Muscular System Functions
- Movement includes breathing, eating, and the beating of our hearts.
- Provides support.
- Produces heat.
- There are over 600 muscles in the human body.
Muscle Tissue Types
- Skeletal muscles are voluntary, striated, and attach to bones through tendons and other tissues.
- Cardiac muscles are involuntary, striated, and found exclusively in the heart.
- Smooth muscles are involuntary, non-striated, and surround the body’s internal organs.
Muscle Fibre Properties
- Irritability refers to a muscle's ability to respond to stimuli.
- Contractibility refers to a muscle's ability to shorten in length.
- Elasticity refers to a muscle's ability to stretch and return to its normal position.
- Extensibility refers to a muscle's ability to extend in length.
- Conductivity refers to a muscle's ability to transmit nerve impulses.
Skeletal Muscle Anatomy
- Perimysium binds muscle fibres together.
- Epimysium envelops the entire muscle.
- Endomysium surrounds each muscle fibre with connective tissue.
Naming Muscles
- Muscles are named by action/function (Flexion/Extension).
- Muscles are named by the direction of fibres (Rectus/Transversus).
- Muscles are named by the location (Anterior/Posterior).

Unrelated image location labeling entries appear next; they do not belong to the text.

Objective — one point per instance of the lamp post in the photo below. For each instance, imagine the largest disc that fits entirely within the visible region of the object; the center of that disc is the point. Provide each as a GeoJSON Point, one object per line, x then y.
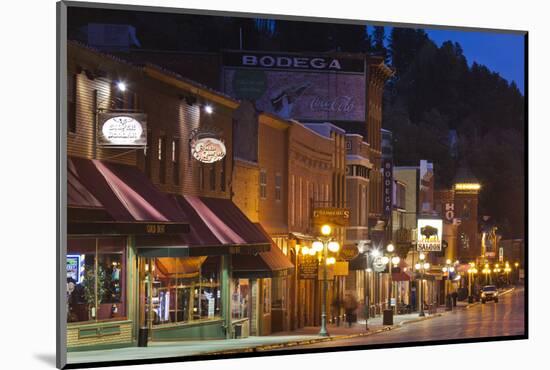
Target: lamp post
{"type": "Point", "coordinates": [421, 266]}
{"type": "Point", "coordinates": [487, 271]}
{"type": "Point", "coordinates": [322, 247]}
{"type": "Point", "coordinates": [391, 260]}
{"type": "Point", "coordinates": [447, 269]}
{"type": "Point", "coordinates": [471, 271]}
{"type": "Point", "coordinates": [507, 270]}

- Muscles are named by the number of divisions/heads.
- Muscles are named by shape: Deltoid/Trapezius
- Muscles are named by points of attachment: Sternum/Clavicle/Mastoid process
Muscle Attachment
- Indirect attachment involves the epimysium extending past the muscle as a tendon, attaching to the periosteum of bone.

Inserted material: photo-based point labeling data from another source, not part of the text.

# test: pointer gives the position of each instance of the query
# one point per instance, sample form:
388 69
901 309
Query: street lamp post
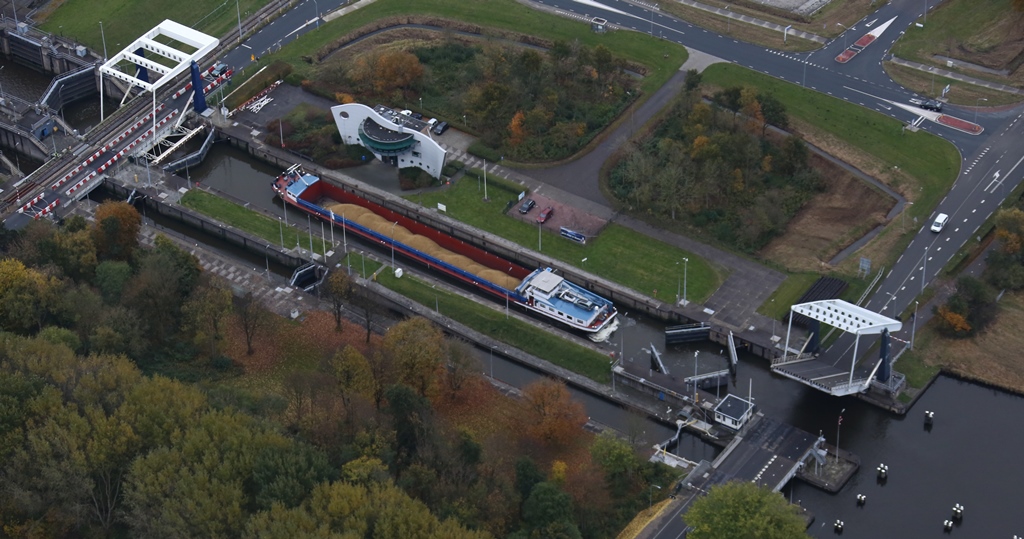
650 495
924 266
913 326
103 37
686 262
60 98
395 223
238 11
976 104
838 426
806 60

- Direct attachment involves the epimysium adhering to and fusing with the periosteum.
Muscle Origin and Insertion
- Origin is the proximal attachment, where the muscle attaches to the least moveable area of the axial skeleton.
- Insertion is the distal attachment, where the muscle attaches to the bone that is moved most.

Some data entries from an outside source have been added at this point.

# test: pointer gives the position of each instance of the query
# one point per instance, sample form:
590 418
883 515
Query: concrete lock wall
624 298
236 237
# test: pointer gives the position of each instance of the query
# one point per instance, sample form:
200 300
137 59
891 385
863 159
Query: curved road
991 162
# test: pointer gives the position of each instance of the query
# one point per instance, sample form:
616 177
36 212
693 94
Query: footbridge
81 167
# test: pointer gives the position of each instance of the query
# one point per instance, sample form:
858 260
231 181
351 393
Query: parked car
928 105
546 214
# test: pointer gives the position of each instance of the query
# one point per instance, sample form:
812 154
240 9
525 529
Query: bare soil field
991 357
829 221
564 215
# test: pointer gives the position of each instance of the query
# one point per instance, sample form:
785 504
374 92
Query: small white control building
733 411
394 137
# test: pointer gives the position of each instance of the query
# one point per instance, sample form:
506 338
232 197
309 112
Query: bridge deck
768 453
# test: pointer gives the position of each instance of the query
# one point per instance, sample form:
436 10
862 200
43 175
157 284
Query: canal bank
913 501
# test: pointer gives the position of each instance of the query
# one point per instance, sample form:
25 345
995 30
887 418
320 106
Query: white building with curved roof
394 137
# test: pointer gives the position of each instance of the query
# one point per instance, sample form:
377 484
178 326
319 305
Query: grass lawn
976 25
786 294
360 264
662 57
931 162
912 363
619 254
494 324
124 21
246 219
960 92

- Function is the action/motion the muscle performs when activated.
Key Muscles
- Sternocleidomastoid: muscles of the neck
- Erector Spinae Group: muscles of the vertebral column
- Rectus Abdominis, External Obliques: muscles of the abdomen
- Bicep Brachii (anterior), Tricep Brachii (posterior): muscles of the elbow flexors/extensors
- Quadricep group (anterior), Hamstring Group (posterior): muscles of the thigh
- Tibialis Anterior (anterior), Gastrocnemius and Soleus (posterior): muscles of the extrinsic foot
- Trapezius: muscles of the upper back
- Deltoids: muscles of the shoulders
- Pectoralis Major: muscles of the pecs (chest)
- Latissimus Dorsi: muscles of the lower back
- Adductor group: muscles of the hip
- Gluteus Maximus: muscles of the glute
Muscle Injuries
- Contusion (bruise) occurs when a muscle is subject to a sudden, strong, compressive direct blow resulting in muscle tissue damage.
- Strain occurs during sprinting, jumping, or rapid muscular contraction or overstretching, leading to excessive tensile force.
- Laceration occurs when skin, tissue, and/or muscle is torn or cut open, varying in depth, length, and width.
Soft Tissue Injury Grades
- Grade I strain involves only a few muscle fibres being stretched or torn, with normal strength despite tenderness and pain.
- Grade II strain is a moderate strain with more injured fibers, severe muscle pain, tenderness, mild swelling, noticeable strength loss, and sometimes a bruise.
- Grade III strain is a serious injury causing complete muscle function loss due to a full rupture/tear, often with a "pop," pain, swelling, tenderness, and discoloration.
R.I.C.E. Principle
- Rest the injured site for a minimum of 24-72 hours to limit inflammation and encourage healing.
- Ice helps reduce inflammation by causing vasoconstriction to reduce bruising.
- Compression reduces blood flow and inflammation using compression of the blood and lymphatic vessels.
- Elevation involves placing the injured extremity above the heart to decrease hydrostatic pressure and reduce excessive interstitial fluid.